From Memory to Database: Telegram Chat Management Done Right

Taming Telegram Chats: Building a Management Layer for Async Operations

The bot was working, but there was a growing problem. As the telegram agent system matured, we needed a way to track which chats the bot actually manages, who owns them, and what settings apply. Right now, everything lived in memory or scattered across different systems. It was time to give chats their own database home.

The task was straightforward on the surface: add a new table to the existing SQLite database at data/agent.db to track managed chats. But here’s the thing—we didn’t want to fragment the data infrastructure. The project already had UserManager handling user persistence in the same database, using aiosqlite for async operations. Building a parallel system would have been a disaster waiting to happen.

First thing I did was sketch out the schema. A managed_chats table with fields for chat ID, owner ID, chat type (private, group, supergroup, channel), title, and a JSON blob for future settings. Adding an index on owner_id was essential—we’d be querying by owner constantly to list which chats a user manages. Nothing groundbreaking, but the details matter when you’re hitting the database from async handlers.

Then came the integration piece. Rather than bolting on yet another manager class, I created ChatManager following the exact same pattern as UserManager. Same dependency injection, same async/await style, same connection handling. The methods were simple: add_chat() to register a new managed chat, is_managed() to check if we’re responsible for handling it, and get_owner() to verify permissions. Each one used parameterized queries—no SQL injection vulnerabilities sneaking past.

The real decision was whether to use aiosqlite.connect() repeatedly or maintain a connection pool. Given that the bot might handle hundreds of concurrent chat events, I went with the simpler approach: open, execute, close. Connection pooling could come later if profiling showed it was needed. Keep it simple until metrics say otherwise.

One thing that surprised me: SQLite’s INSERT OR REPLACE behavior handles duplicate chat IDs gracefully. If a chat gets re-added with different settings, the old entry vanishes. This wasn’t explicitly planned—it just fell out naturally from using chat_id as PRIMARY KEY. Turned out to be exactly what we needed for idempotent operations.

The beautiful part? Zero external dependencies. The system already had aiosqlite, structlog for logging, and the config infrastructure in place.
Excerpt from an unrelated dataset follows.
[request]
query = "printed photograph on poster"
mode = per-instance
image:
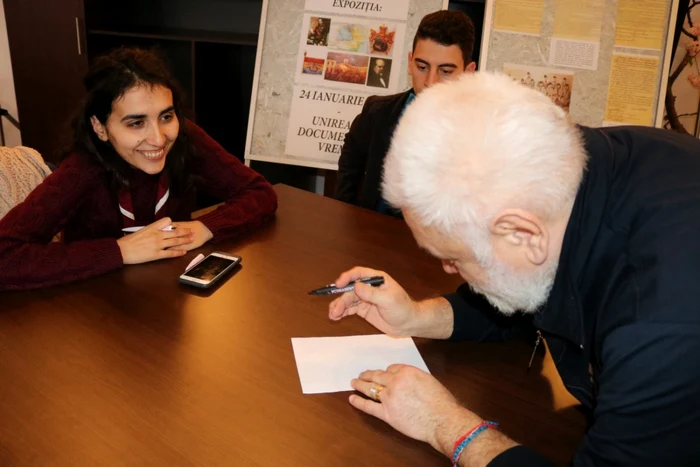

I wasn’t adding complexity—just organizing existing pieces into a cleaner shape.

We ended up with a single source of truth for chat state, a consistent pattern for adding new managers, and a foundation that could support fine-grained permissions, audit logging, and feature flags per chat—all without rewriting anything.

😄 Why did the DBA refuse to use SQLite for everything? Because they didn’t want their entire schema fitting in a single emoji.